Cytocompatibility assessment of dAM hydrogels with different concentrations. (a) Live/dead imaging of HDF cells encapsulated in dAM hydrogels with different concentrations. The HDF cells encapsulated in collagen hydrogel and seeded on the tissue culture plate were imaged as 3D control and 2D control, respectively. (b) Quantitative analysis of cell roundness based on live/dead images. (c) Cell proliferation of HDF cells encapsulated in dAM hydrogels, 3D control, and 2D control [* p < 0.05, ** p < 0.01, *** p < 0.001, **** p < 0.0001, ns = no significant difference].

Figure 5c shows the results of proliferation tests obtained by the CCK-8 method. The data indicate that dAM hydrogels support the proliferative behavior of encapsulated cells, i.e., the proliferation of cells steadily increases over the culture period. The proliferation capacity of encapsulated HDF cells in hydrogels has also been noticed during live/dead assays (Fig. 5a). The comparison of data to the 3D collagen control group also suggests the conducive effect of dAM hydrogels on promoting the proliferation of cells. Yet, the cells embedded in dAM hydrogels seem to be more proliferative compared to merely the collagen control group.
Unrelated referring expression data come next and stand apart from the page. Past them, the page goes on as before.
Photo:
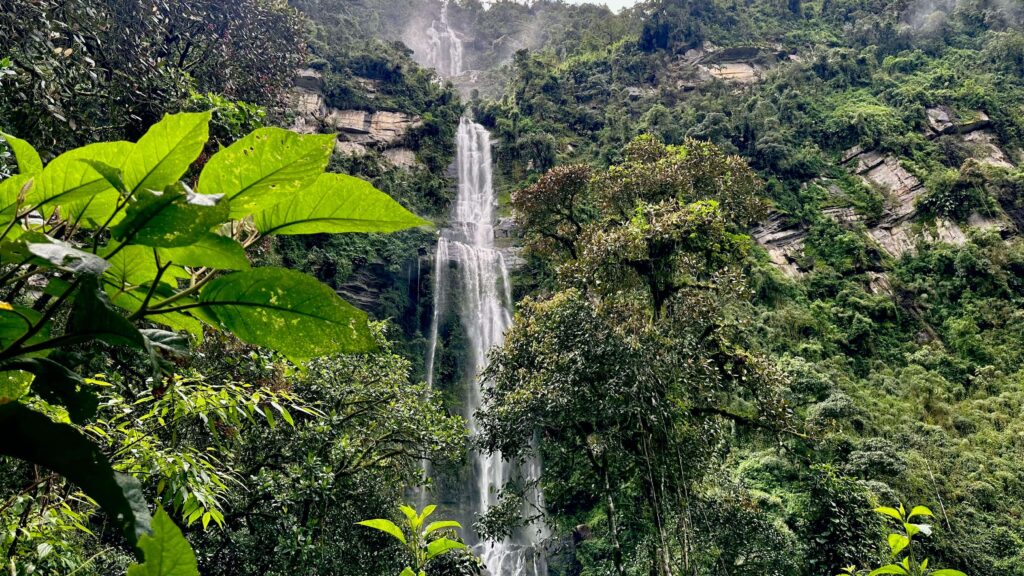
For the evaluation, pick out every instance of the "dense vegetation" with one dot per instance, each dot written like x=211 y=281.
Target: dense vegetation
x=704 y=401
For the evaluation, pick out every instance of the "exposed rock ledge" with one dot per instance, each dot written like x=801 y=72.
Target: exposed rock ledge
x=358 y=131
x=783 y=241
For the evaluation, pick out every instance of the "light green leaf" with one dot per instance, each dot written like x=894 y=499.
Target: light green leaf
x=165 y=153
x=43 y=250
x=132 y=301
x=337 y=204
x=891 y=569
x=440 y=525
x=211 y=250
x=12 y=191
x=920 y=510
x=170 y=341
x=166 y=550
x=893 y=512
x=426 y=512
x=13 y=384
x=442 y=545
x=112 y=174
x=280 y=309
x=67 y=179
x=264 y=168
x=410 y=512
x=897 y=542
x=93 y=318
x=134 y=266
x=385 y=526
x=28 y=159
x=170 y=219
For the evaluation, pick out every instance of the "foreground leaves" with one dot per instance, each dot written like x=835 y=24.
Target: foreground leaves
x=66 y=451
x=337 y=204
x=166 y=550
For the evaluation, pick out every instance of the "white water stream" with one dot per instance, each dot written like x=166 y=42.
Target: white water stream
x=470 y=273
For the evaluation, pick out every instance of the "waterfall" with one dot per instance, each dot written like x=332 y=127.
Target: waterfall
x=479 y=287
x=470 y=276
x=444 y=48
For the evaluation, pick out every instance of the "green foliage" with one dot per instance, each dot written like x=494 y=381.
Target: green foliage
x=152 y=210
x=89 y=70
x=423 y=543
x=902 y=545
x=166 y=550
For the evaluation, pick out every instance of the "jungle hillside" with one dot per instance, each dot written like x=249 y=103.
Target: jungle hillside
x=511 y=288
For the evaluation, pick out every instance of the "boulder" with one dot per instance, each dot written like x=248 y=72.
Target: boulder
x=940 y=120
x=350 y=149
x=400 y=158
x=739 y=73
x=985 y=150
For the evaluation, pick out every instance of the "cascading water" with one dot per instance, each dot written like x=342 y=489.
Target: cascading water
x=470 y=272
x=444 y=48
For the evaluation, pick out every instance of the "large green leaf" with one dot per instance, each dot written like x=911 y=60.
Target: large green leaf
x=33 y=437
x=288 y=312
x=385 y=526
x=165 y=153
x=336 y=204
x=166 y=551
x=43 y=250
x=890 y=569
x=265 y=168
x=93 y=318
x=11 y=191
x=442 y=545
x=134 y=266
x=169 y=219
x=13 y=384
x=28 y=159
x=58 y=385
x=441 y=525
x=15 y=322
x=212 y=250
x=68 y=179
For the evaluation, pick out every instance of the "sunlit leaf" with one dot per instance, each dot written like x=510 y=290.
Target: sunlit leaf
x=385 y=526
x=164 y=154
x=27 y=157
x=265 y=167
x=166 y=550
x=280 y=309
x=337 y=204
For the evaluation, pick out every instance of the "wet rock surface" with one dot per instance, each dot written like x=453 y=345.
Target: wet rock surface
x=359 y=132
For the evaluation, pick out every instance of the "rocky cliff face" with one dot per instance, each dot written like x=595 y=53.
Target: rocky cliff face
x=899 y=231
x=359 y=132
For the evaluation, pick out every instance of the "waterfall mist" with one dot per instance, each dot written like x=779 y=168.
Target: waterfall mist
x=470 y=275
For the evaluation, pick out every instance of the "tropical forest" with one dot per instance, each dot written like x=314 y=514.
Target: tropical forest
x=511 y=287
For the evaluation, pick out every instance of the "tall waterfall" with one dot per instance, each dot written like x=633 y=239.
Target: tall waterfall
x=470 y=275
x=480 y=290
x=444 y=48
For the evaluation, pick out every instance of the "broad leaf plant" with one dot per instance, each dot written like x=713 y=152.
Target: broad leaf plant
x=112 y=243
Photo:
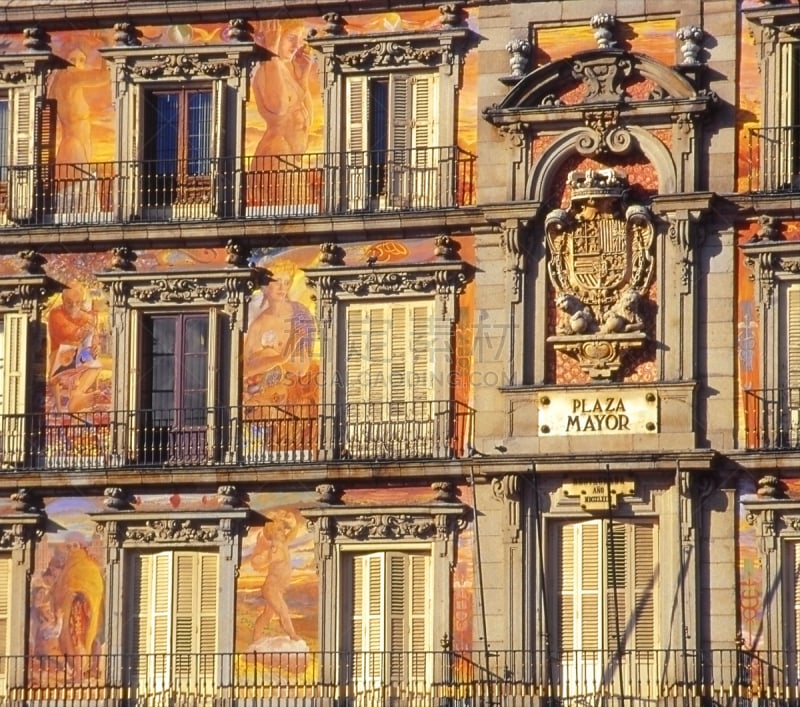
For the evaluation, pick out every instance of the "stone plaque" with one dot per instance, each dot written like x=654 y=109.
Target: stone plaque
x=598 y=413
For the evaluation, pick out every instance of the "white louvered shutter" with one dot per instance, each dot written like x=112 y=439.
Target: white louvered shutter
x=14 y=332
x=356 y=143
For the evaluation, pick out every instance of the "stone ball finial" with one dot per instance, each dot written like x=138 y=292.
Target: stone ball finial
x=603 y=25
x=692 y=38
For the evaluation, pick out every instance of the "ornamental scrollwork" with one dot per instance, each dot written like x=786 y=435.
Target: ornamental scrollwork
x=390 y=527
x=177 y=290
x=157 y=531
x=390 y=53
x=182 y=66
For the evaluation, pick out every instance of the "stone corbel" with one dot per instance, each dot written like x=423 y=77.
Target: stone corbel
x=512 y=239
x=684 y=230
x=506 y=490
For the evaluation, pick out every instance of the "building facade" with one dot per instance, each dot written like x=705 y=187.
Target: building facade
x=399 y=353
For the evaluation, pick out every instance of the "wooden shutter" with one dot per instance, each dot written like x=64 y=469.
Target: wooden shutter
x=176 y=618
x=389 y=352
x=23 y=142
x=793 y=338
x=424 y=125
x=390 y=612
x=579 y=590
x=14 y=332
x=356 y=169
x=5 y=608
x=644 y=574
x=14 y=327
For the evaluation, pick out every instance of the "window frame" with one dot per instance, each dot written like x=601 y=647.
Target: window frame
x=222 y=295
x=341 y=531
x=130 y=533
x=337 y=288
x=225 y=69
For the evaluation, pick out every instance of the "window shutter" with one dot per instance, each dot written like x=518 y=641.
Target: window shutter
x=14 y=332
x=207 y=603
x=421 y=347
x=644 y=594
x=23 y=140
x=617 y=569
x=5 y=608
x=355 y=392
x=424 y=126
x=401 y=120
x=579 y=605
x=356 y=116
x=793 y=338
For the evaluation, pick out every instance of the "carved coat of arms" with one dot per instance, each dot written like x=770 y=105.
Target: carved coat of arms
x=600 y=263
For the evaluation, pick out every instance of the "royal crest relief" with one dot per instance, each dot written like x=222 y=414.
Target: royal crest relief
x=600 y=264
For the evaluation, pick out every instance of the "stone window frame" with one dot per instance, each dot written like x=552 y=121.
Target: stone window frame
x=226 y=68
x=442 y=50
x=125 y=532
x=337 y=285
x=132 y=295
x=776 y=30
x=777 y=532
x=339 y=529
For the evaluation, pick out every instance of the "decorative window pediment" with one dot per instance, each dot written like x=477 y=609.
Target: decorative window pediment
x=190 y=528
x=395 y=50
x=203 y=61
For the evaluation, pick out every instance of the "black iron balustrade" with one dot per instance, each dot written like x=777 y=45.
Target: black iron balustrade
x=279 y=186
x=774 y=159
x=249 y=435
x=404 y=679
x=772 y=418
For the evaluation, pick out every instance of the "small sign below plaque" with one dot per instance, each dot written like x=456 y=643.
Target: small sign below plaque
x=601 y=413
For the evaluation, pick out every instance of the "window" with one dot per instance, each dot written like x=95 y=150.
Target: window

This could be attributed to the more complex set of biochemical cues offered by dAM hydrogel, including growth factors, cytokines, GAGs, and other protein constituents as opposed to the singular component of collagen type I18. Meanwhile, the proliferation of cells in AM3 hydrogel is significantly lower than that of the other groups. Similar results have been reported for skin-derived bioinks (SdECM) using NIH3T3 mouse fibroblast cells8, i.e., a bioink containing 2.5%w/v SdECM exhibits inferior cell viability and proliferation compared to 1.5 and 2%w/v bioinks.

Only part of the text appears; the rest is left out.